The study by Grau and colleagues [1] adds further information on potential factors influencing the risk for development of liver dysfunction. On the basis of a multivariate analysis, an early use of artificial nutrition (within 24 hours of admission to the ICU) can delay or even avoid the appearance any type of liver dysfunction in their mixed patient population. It can be speculated that a delayed nutritional support of (already malnourished) ICU patients may impair liver metabolism. Interestingly, age and gender, weight, range of clinical scores, type of primary diagnosis, necessity for mechanical ventilation, and the composition of the lipid emulsion used within TPN had no significant effects on the prevalence of increased biomarker concentrations. Earlier data strongly suggest that enteral stimulation providing even small amounts of liquid can considerably decrease the risk for hepatic complications by avoiding bacterial overgrowth, endotoxemia, and abnormal bile acid metabolism [4]. It is therefore surprising that Grau and colleagues [1] still observed, in 18% of their patients receiving EN, high levels of biomarkers. The authors comment that most patients on EN were medical, needed more mechanical ventilation, and had a longer ICU stay; they were therefore more seriously ill, which might explain the unexpectedly high prevalence rate. However, the possibility cannot be excluded that the enteral solutions used might not have the correct composition with regard to key nutrients (see above).

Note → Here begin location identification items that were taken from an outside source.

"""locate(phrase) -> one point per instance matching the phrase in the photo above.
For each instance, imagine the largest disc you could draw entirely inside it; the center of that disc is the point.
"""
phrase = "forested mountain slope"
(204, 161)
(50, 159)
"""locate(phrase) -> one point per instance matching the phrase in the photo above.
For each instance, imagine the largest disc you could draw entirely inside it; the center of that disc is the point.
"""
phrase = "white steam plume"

As confirmed in the study [1], there is a potential risk for the development of liver dysfunction associated with PN or EN, diagnosed with the use of biomarker analysis. Which consequences have to be drawn in clinical practice? Should we retard or even skip artificial support in adult ICU patients? On the basis of present knowledge the answer is no. Early nutritional support providing energy and a balanced mixture of all indispensable and conditionally indispensable nutrients is a live-saving treatment and must therefore be an integral component of modern medical therapy. In many cases the primary disease is the decisive cause of the development of liver dysfunction; intravenous or even enteral nutritional support may be an aggravating factor. By modifying present PN and EN nutrition concepts this latter risk can be minimized. Sufficient endogenous availability of nutrients and metabolites such as glutamine, taurine, choline, and probably carnitine can help to maintain hepatic functions. Because it is known that ICU patients have a higher need for nutrients such as glutamine [8], an adequate exogenous supply within the frame of pharmaconutrition [9] can prevent intracellular and extracellular deficiencies. Furthermore, it is worth mentioning that increased concentrations of biochemical markers such as liver enzymes can occur within 2 to 4 weeks of PN/EN therapy and in most cases these return to normal even when PN is continued; a chronic liver dysfunction is generally not to be expected.